Storing Datasets in the Cloud

You may want to store your elevation datasets on a cloud storage provider (like AWS S3, Google Cloud Storage, or Azure Storage) instead of on a persistent local disk. This configuration can be cheaper than provisioning a server with a lot of disk space, and plays nicely with containerised workflows where services are expected to spin up quickly on standard machine types.

Accessing datasets over http will add latency compared reading from a local disk.

Open Topo Data doesn't currently have specific support for cloud storage, but there are a few different ways to set this up.

Regardless of the approach you take, you probably want to convert your dataset to cloud optimised geotiffs for best performance.

Mounting on the host

Tools like gcsfuse, s3fuse, and rclone let you mount cloud storage buckets, folders, and files in your local filesystem. You can then point Open Topo Data at the mounted path.

For example, you could mount a GCS bucket like

mkdir /mnt/otd-cloud-datasets/
gcsfuse www-opentopodata-org-public /mnt/otd-cloud-datasets/

set up the dataset in config.yaml:

- name: srtm-gcloud-subset
  path: data/test-srtm90m-subset/

then when running the docker image, include the mounted bucket as a volume:

docker run --rm -it --volume /mnt/otd-cloud-datasets/:/app/data:ro -p 5000:5000 opentopodata

This is the simplest set and forget way to point Open Topo Data at a dataset living in the cloud. But it requires a long-running host, and access to the host.

Mounting inside docker

You could do the mounting above inside the docker container, for example by building on the Open Topo Data docker image to add e.g. rclone as a dependency and do the actual mounting.

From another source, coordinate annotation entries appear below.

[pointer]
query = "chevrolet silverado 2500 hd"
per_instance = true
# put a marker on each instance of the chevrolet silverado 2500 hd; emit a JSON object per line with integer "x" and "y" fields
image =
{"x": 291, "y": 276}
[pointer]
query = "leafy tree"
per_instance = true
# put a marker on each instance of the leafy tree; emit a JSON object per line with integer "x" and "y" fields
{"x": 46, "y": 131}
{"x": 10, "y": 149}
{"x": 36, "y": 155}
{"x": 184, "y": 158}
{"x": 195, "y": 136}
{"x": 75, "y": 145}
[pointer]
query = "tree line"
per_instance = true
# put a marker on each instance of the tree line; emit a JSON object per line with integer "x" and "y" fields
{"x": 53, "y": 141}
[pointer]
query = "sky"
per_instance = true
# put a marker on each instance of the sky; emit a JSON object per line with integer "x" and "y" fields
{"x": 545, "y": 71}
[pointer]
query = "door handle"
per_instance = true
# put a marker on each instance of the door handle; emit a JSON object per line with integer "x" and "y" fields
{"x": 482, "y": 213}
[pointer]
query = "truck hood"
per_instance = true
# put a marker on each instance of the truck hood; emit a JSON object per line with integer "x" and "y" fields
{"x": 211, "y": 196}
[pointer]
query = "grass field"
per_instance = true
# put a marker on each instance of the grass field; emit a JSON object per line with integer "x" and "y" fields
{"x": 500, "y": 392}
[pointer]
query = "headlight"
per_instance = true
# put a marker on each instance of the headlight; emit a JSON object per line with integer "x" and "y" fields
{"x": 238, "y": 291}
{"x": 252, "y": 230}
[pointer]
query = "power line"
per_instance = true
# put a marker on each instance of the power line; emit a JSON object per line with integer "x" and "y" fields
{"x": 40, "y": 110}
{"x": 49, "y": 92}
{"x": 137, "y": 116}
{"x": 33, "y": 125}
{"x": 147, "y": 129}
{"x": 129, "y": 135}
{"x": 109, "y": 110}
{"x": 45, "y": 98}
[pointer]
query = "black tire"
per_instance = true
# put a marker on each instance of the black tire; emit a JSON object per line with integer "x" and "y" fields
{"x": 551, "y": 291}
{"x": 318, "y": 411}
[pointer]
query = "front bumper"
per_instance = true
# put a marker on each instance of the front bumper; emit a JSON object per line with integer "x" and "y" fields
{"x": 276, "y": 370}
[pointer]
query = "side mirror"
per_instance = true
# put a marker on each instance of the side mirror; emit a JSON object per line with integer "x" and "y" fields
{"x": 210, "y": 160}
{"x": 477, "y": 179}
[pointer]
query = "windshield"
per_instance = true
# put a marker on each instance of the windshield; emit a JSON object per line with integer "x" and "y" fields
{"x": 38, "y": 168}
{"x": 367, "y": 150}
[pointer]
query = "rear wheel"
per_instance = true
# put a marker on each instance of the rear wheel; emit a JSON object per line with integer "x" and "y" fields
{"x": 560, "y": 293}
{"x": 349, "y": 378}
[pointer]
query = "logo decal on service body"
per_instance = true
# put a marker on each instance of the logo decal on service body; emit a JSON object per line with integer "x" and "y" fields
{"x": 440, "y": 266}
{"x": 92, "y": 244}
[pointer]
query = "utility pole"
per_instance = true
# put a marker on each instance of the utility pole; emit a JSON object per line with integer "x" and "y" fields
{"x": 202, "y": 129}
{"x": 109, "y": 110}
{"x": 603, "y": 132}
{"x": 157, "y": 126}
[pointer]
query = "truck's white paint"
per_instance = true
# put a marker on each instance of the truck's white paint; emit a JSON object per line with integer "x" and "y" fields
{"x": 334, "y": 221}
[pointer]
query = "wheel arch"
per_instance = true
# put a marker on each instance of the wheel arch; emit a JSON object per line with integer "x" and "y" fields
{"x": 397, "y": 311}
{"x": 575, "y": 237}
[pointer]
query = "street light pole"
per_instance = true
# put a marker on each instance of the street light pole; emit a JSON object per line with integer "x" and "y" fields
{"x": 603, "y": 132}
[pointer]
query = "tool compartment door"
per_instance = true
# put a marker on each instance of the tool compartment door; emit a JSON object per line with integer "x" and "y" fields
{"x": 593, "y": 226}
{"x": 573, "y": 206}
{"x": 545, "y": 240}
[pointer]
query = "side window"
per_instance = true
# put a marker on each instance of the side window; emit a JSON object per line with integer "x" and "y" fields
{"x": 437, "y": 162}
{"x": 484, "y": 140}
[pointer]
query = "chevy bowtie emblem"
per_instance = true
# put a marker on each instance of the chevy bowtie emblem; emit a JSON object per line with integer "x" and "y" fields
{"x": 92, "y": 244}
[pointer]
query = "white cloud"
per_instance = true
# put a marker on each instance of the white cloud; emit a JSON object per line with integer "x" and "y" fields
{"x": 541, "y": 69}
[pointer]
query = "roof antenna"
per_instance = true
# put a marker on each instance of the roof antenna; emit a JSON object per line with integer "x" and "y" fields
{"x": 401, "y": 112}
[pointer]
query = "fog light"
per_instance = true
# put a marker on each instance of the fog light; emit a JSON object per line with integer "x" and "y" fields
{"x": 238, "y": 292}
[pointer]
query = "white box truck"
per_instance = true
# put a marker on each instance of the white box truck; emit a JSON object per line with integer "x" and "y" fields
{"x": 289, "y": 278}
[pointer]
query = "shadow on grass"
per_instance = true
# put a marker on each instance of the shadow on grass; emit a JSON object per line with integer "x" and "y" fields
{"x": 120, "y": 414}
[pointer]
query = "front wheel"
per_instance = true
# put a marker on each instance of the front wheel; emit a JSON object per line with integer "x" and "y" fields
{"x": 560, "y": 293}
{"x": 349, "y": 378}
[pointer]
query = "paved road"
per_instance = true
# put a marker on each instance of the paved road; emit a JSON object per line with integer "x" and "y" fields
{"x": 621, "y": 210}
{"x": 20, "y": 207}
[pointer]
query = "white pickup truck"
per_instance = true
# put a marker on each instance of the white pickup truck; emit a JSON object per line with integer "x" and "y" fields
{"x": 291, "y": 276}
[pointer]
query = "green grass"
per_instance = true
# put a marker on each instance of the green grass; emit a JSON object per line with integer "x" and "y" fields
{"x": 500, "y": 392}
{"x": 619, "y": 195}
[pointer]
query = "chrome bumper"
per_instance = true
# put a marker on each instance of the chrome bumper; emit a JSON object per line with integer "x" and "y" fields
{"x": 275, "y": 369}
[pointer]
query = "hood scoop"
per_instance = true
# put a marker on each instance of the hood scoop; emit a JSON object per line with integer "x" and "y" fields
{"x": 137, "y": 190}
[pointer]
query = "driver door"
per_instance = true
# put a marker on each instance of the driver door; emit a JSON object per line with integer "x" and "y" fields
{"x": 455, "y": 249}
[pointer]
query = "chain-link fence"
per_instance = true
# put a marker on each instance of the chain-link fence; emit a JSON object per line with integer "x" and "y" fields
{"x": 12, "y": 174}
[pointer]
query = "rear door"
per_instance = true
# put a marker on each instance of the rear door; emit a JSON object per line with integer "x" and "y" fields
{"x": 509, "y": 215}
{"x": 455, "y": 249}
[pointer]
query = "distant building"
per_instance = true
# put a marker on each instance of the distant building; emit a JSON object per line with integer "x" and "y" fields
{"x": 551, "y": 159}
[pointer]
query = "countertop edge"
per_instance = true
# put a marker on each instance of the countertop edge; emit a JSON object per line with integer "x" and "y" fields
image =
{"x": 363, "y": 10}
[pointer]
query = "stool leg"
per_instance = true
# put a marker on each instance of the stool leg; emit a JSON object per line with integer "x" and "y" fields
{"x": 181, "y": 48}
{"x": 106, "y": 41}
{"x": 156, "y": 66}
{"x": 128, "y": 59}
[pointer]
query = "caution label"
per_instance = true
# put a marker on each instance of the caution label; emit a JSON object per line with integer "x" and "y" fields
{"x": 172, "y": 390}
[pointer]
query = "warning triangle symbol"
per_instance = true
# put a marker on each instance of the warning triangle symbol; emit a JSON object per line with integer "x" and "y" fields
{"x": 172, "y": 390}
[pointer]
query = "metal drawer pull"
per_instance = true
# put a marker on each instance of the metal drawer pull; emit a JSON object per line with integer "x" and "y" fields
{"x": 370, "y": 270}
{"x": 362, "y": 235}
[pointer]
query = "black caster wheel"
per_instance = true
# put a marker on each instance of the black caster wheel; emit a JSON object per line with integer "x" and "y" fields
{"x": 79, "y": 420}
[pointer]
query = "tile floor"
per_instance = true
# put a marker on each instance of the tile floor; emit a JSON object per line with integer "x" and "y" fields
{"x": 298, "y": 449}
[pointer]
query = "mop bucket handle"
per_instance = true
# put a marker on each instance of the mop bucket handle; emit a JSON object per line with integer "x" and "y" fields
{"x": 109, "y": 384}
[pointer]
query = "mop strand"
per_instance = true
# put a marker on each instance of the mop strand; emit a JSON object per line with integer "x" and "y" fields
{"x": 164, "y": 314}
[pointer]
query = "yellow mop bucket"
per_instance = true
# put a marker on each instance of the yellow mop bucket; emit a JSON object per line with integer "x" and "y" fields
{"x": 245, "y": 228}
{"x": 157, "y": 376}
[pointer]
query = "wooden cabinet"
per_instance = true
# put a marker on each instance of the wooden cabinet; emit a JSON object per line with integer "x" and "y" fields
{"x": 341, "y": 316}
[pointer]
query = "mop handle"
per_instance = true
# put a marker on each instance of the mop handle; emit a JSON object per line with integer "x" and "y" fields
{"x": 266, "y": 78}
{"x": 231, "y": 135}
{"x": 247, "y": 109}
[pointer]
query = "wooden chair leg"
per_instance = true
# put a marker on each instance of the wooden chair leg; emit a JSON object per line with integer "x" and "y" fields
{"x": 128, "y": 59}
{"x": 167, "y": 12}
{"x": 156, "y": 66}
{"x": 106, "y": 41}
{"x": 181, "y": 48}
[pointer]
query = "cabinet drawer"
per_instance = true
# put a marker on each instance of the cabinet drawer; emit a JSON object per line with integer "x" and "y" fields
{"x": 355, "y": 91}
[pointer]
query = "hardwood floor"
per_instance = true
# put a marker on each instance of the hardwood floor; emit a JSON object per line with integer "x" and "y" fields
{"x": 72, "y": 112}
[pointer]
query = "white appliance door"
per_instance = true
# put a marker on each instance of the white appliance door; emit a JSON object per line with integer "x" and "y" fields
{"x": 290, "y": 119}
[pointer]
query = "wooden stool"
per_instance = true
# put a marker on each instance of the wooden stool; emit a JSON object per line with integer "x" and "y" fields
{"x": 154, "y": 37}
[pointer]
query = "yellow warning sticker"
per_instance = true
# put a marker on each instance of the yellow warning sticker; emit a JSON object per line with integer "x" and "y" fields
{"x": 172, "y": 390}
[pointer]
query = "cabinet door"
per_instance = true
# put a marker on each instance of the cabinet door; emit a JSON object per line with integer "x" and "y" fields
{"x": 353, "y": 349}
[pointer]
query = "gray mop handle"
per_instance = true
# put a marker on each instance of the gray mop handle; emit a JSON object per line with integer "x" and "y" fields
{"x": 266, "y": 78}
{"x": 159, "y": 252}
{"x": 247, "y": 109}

This lets you mount your cloud dataset without modifying the host. However, getting fuse to work inside a docker container can be tricky, and you may not have permissions to do this on some platforms (though it seems possible on GCE).

Building a VRT

VRT files are a container format for geospatial rasters, and they support cloud storage through special file paths: for example the path /vsigs/www-opentopodata-org-public/test-srtm90m-subset/N00E010.hgt references the file /test-srtm90m-subset/N00E010.hgt in the www-opentopodata-org-public bucket on Google Cloud Storage. There's a complete list of the special paths in the GDAL docs.

Because Open Topo Data understands VRT files, we can build a VRT file wrapping all of the cloud files:

gdalbuildvrt data/gcloud/dataset.vrt /vsigs/www-opentopodata-org-public/test-srtm90m-subset/N00E010.hgt /vsigs/www-opentopodata-org-public/test-srtm90m-subset/

and load this in Open Topo Data as a single file dataset:

- name: srtm-gcloud-subset
  path: data/gcloud/

finally, you'll need to pass credentials to the docker container:

docker run -it -v /home/XXX/opentopodata/data:/app/data:ro -p 5000:5000 -e GS_SECRET_ACCESS_KEY=XXX -e GS_ACCESS_KEY_ID=XXX opentopodata

Again the GDAL docs have the format for the credential environment variables.